Global gourmet chocolate sales on the rise

MIAMI, March 4 | Sun Mar 4, 2007 5:10pm GMT

MIAMI, March 4 (Reuters) - World gourmet chocolate sales should reach $1.2 billion in 2007 and $1.62 billion in 2008, a researcher told delegates at the International Cocoa Conference.

Judith Ganes-Chase, president and founder of Katonah, New York-based J. Ganes Consulting, said that dark chocolate sales had grown 40 percent in 2005-06.

Ganes-Chase, a food and agricultural commodities specialist for 23 years, was quoting from Packaged Facts as she addressed delegates at the conference at the Doral Golf Resort & Spa on Saturday. She also staked her claim as a self-confessed taster for 42 years.

"I may be giving away my age," she said, "but there isn't a day since I was 5 years old that I haven't eaten some chocolate."

In the clamor to get a piece of the luxury chocolate sector, manufacturers across the world have launched more than 1,000 products since 2002, Ganes-Chase said. That amounts to an average of 250 new products a year.

Germany is blazing the trail in the race to provide premium products, having launched more than 250 products in the past four years.

General cocoa consumption would grow 2.5 percent to 3.5 percent in 2006-07 and by the same margin in 2007-08, Ganes-Chase predicted.

While the health benefits of chocolate and the trend toward luxury have spurred sales in the gourmet market, other low- calorie and low-carbohydrate products have fallen by the wayside. Ganes-Chase cited diet chocolate as a passing fad that had enjoyed some success during the popularity of the Atkins and South Beach diets.

"Sales in diet chocolate fell 43.6 percent, as opposed to sales of non-chocolate sugarless candy, which rose 13.9 percent," she said.

Elsewhere, as chocolate connoisseurship grows, Ganes-Chase identified other trends.

There are cravings, she said, for beans from certain desirable countries, namely Ecuador, Madagascar and the Venezuelan Chuao. The criollo and trinitario beans have eclipsed the forastero and now account for 85 percent of world output.

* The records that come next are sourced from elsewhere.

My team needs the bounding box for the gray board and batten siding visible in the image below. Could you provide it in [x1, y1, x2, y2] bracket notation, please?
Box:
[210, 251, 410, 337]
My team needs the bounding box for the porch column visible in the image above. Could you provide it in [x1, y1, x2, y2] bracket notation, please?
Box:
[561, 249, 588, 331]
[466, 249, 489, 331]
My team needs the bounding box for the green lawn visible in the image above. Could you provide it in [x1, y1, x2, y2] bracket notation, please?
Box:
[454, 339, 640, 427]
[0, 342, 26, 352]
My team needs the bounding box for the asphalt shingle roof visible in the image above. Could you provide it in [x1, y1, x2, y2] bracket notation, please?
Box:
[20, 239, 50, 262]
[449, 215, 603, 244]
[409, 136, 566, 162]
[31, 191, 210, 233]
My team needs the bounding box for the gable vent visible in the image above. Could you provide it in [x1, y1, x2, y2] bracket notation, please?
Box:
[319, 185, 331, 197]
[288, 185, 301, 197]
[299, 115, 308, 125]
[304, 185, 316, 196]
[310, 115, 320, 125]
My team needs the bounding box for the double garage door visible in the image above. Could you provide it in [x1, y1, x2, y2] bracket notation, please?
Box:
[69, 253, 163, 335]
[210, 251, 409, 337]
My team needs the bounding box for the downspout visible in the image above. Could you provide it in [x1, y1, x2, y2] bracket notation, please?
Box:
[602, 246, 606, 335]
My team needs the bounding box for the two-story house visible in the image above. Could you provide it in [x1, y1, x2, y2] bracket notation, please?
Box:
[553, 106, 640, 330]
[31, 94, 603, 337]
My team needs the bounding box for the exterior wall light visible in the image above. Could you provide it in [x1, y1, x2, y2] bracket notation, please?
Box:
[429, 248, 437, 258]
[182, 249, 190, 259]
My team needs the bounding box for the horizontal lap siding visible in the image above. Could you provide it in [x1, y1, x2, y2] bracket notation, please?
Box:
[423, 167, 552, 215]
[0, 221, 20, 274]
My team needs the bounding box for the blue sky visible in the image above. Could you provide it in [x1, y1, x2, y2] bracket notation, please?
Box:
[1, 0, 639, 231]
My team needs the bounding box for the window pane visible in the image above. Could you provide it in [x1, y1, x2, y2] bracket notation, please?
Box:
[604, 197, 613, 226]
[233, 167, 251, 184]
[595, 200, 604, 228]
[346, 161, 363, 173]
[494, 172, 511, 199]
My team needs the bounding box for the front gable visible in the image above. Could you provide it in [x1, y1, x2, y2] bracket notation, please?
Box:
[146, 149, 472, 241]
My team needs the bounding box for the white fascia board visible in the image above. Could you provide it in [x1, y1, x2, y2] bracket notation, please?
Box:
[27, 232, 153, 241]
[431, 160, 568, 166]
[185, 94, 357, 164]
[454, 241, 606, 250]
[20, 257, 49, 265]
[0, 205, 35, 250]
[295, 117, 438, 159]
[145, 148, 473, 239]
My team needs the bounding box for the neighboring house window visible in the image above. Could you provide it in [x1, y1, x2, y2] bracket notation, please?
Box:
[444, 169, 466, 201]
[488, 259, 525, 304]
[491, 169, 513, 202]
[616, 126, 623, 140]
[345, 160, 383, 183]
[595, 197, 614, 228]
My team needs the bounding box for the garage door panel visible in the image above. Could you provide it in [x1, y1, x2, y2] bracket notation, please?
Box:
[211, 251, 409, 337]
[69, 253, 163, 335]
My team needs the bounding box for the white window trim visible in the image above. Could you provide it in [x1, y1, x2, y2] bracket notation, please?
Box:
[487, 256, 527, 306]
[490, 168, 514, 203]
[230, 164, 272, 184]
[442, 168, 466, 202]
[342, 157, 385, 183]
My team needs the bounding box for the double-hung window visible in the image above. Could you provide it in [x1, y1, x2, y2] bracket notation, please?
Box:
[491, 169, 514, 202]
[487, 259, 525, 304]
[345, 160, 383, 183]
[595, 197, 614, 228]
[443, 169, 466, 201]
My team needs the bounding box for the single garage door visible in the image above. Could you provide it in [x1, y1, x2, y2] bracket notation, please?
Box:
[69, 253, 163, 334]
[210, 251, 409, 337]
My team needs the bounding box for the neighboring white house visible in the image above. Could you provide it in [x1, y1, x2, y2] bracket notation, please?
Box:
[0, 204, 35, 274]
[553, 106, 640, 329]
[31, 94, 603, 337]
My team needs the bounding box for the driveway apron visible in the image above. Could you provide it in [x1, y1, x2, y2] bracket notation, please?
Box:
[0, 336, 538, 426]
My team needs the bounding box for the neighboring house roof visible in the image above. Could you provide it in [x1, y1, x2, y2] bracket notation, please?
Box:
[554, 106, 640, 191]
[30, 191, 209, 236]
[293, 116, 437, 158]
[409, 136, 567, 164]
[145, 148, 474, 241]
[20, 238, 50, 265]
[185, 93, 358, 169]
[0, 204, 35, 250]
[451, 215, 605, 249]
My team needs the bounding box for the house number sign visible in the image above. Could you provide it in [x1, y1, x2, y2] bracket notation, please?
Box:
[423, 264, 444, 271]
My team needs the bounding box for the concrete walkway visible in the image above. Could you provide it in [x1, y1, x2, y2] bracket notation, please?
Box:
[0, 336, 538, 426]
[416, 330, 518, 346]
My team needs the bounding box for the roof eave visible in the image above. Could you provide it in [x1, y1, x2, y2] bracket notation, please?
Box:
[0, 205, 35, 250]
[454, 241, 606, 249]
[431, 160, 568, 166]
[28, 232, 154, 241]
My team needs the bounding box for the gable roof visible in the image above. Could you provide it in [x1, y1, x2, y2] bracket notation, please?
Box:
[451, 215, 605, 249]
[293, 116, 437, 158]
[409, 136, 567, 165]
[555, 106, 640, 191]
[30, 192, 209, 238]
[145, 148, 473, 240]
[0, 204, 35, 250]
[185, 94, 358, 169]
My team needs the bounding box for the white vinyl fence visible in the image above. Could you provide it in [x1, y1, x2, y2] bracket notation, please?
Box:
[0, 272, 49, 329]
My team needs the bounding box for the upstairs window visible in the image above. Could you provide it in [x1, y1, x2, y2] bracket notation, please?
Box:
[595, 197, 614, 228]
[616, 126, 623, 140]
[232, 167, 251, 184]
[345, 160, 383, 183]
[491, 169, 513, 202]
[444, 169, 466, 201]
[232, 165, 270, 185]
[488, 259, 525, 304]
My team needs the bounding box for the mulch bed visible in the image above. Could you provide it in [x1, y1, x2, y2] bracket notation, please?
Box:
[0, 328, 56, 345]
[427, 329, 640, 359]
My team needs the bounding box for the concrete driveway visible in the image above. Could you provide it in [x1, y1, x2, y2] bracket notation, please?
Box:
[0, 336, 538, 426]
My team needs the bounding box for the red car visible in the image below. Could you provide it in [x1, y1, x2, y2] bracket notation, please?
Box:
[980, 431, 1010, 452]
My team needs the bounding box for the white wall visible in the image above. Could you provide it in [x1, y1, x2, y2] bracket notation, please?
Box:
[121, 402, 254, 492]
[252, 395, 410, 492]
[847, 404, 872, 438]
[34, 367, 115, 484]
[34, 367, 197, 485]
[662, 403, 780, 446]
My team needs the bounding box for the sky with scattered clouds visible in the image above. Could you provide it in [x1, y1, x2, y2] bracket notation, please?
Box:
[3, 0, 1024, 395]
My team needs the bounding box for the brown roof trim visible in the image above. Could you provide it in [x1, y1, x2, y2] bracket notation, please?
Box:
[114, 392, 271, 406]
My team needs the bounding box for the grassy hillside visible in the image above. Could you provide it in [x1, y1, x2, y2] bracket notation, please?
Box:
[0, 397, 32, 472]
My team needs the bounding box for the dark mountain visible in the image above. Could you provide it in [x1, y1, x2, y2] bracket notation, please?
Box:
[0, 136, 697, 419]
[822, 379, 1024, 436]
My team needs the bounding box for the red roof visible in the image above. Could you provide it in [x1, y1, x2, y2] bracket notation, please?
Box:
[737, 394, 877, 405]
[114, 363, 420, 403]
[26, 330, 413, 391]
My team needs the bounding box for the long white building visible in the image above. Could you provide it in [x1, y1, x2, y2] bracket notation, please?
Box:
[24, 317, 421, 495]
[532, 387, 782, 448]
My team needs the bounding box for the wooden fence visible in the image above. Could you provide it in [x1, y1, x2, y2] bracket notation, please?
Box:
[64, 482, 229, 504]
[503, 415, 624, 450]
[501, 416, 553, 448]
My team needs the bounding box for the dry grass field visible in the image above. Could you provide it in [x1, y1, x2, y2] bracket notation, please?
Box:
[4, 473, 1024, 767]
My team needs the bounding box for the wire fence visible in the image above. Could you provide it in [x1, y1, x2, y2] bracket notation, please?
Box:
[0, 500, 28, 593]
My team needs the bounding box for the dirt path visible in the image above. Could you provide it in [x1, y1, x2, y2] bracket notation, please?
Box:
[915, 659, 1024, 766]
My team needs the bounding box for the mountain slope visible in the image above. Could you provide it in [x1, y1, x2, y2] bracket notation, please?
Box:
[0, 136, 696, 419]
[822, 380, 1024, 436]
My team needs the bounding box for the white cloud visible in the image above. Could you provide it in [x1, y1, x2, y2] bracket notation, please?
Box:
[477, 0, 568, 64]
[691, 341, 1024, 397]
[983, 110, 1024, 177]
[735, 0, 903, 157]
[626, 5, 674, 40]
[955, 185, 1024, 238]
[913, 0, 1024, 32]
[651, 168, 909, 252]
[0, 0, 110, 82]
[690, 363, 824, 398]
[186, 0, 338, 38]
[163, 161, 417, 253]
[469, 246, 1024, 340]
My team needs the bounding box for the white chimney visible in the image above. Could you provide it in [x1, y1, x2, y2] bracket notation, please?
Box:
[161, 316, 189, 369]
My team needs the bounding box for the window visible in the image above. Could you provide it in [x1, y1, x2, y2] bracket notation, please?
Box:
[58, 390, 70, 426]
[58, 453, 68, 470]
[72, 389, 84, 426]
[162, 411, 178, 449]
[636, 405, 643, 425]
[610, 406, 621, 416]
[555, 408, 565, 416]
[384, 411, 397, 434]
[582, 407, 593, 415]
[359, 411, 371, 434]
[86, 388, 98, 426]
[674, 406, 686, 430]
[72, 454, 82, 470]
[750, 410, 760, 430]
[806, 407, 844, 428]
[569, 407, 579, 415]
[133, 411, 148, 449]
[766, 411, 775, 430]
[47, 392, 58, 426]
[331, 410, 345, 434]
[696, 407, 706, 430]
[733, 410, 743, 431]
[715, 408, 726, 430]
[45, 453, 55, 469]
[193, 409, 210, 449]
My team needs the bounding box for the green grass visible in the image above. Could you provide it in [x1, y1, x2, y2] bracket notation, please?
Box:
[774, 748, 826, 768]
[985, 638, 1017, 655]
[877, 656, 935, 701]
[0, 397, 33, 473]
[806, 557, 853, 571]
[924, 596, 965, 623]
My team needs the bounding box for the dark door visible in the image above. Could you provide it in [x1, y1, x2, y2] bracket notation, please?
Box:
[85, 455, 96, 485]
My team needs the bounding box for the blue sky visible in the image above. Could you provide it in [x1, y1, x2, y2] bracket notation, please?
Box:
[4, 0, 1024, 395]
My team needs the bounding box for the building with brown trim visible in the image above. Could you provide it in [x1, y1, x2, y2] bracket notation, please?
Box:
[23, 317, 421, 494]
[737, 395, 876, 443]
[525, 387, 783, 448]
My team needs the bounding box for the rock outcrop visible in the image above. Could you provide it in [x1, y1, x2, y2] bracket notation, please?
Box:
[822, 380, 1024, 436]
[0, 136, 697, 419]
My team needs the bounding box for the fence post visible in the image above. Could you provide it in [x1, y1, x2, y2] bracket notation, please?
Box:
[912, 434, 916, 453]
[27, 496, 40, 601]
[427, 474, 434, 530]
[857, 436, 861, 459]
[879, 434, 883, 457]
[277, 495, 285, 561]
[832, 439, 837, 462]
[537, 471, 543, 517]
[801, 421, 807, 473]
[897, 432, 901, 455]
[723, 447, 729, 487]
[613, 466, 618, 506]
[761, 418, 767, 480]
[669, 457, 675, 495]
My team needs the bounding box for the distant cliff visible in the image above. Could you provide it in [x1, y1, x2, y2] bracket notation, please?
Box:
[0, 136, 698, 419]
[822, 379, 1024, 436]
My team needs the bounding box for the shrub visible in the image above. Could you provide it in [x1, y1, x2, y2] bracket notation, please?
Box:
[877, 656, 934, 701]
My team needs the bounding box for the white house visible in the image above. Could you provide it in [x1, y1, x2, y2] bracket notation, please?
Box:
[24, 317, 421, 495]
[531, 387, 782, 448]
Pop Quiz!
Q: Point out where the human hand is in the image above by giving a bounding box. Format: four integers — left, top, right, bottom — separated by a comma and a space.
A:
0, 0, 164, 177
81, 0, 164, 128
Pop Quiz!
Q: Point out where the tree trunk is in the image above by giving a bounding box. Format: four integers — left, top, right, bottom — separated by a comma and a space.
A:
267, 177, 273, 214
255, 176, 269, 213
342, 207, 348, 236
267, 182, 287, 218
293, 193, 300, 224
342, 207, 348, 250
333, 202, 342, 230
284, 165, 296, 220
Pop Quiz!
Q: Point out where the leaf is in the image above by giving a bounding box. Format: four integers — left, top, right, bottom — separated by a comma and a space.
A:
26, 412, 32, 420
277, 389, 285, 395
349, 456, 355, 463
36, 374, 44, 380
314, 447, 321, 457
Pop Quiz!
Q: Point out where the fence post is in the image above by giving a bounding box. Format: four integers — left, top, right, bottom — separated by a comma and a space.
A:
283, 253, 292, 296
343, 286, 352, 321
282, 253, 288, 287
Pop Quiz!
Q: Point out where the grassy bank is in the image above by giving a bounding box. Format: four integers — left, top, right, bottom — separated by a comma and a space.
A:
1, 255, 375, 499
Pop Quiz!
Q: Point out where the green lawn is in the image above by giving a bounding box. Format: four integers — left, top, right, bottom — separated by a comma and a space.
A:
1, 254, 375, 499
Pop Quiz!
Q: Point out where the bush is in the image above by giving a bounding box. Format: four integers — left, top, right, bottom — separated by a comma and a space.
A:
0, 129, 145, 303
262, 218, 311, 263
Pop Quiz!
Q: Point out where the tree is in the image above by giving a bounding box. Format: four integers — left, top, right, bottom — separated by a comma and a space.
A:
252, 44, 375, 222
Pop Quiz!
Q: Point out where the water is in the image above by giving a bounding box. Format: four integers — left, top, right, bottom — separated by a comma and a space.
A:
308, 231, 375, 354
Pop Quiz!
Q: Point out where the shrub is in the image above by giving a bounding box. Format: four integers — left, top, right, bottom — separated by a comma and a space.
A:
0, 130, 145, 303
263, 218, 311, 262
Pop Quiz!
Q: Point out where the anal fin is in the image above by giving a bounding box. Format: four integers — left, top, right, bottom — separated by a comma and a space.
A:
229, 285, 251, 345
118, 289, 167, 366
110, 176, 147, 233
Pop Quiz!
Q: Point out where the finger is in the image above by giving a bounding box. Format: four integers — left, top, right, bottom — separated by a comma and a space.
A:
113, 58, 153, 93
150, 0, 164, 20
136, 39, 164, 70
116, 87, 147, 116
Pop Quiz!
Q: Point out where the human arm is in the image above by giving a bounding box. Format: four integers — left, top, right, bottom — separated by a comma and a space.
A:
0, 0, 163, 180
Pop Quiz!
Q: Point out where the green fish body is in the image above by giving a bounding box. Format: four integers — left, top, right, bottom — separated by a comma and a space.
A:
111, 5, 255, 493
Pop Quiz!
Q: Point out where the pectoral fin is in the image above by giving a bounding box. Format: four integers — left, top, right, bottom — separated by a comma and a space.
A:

Fair trade, meanwhile, still only accounts for 0.1 percent of the market with Certified Fair Trade Cacao trading at $1,600 per metric ton.

The chocolate house or cafe has seen a resurgence, she said.

Nevertheless, the Europeans -- famed for their sweet tooth -- are slowing their chocolate consumption, she said.

"European chocolate sales are stagnant," Ganes-Chase said, before pointing to a chart that showed France topping world consumption, followed by Britain and Indonesia.

This reflects a trend in which Asian consumption now exceeds production with the three most important markets in the region, Malaysia, Indonesia and Singapore.

In 2005-06, demand from the continent exceeded 600,000 metric tons with Malaysia alone taking 250,000 metric tons.

In the United States, Ganes-Chase warned that chocolate could become a victim of the push for greater accountability within schools over students' diets.

Sixteen states are in the process of passing nutrition and obesity bills that could affect the demand for chocolate from school children.

Ganes-Chase did not overlook gender differences in consumption either, citing a Department of Psychology, University of Pennsylvania study that determined that chocolate is the most craved food among women.